Le gouvernement français accélère sur le front des batteries électriques. Le ministre de l’Industrie Sébastien Martin a annoncé la création de « France Batterie », une association destinée à fédérer l’ensemble des acteurs du secteur et à renforcer leur influence à Bruxelles.
Cette nouvelle structure rassemblera les principales gigafactories françaises, comme ACC, Verkor ou AESC, ainsi que des industriels des matériaux et du recyclage. L’objectif est clair : structurer une filière encore fragile face à la concurrence internationale et défendre ses intérêts dans les négociations européennes.
Un secteur sous pression
Cette initiative intervient alors que la France pousse l’Union européenne à débloquer 1,5 milliard d’euros d’aides pour soutenir le développement des usines de batteries. Plusieurs projets rencontrent en effet des difficultés, à commencer par ACC, dont la montée en puissance s’avère plus lente et coûteuse que prévu.

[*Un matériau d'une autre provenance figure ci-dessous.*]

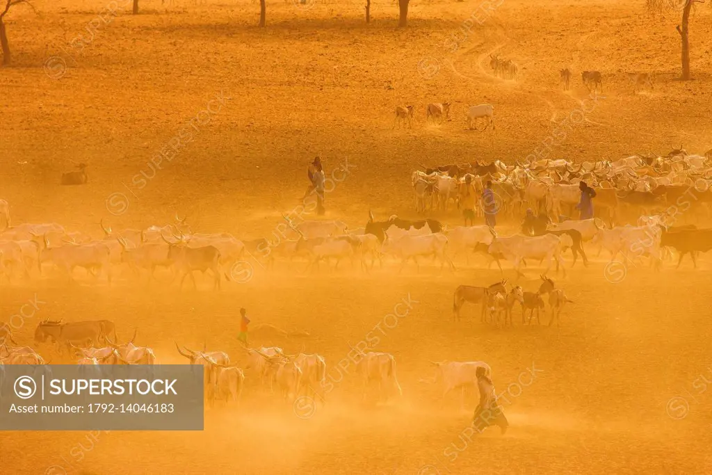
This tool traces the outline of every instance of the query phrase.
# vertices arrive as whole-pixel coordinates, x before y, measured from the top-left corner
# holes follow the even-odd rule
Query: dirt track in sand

Le secteur fait face à un double défi : un marché des véhicules électriques moins dynamique qu’anticipé et une concurrence accrue des industriels chinois, largement dominants. À cela s’ajoute une évolution technologique, avec un basculement vers des batteries moins coûteuses que celles produites aujourd’hui en Europe.
En parallèle, Paris cherche à sécuriser ses approvisionnements en matières premières stratégiques et à renforcer ses partenariats industriels, notamment avec la Norvège, dans une logique de souveraineté et de transition énergétique.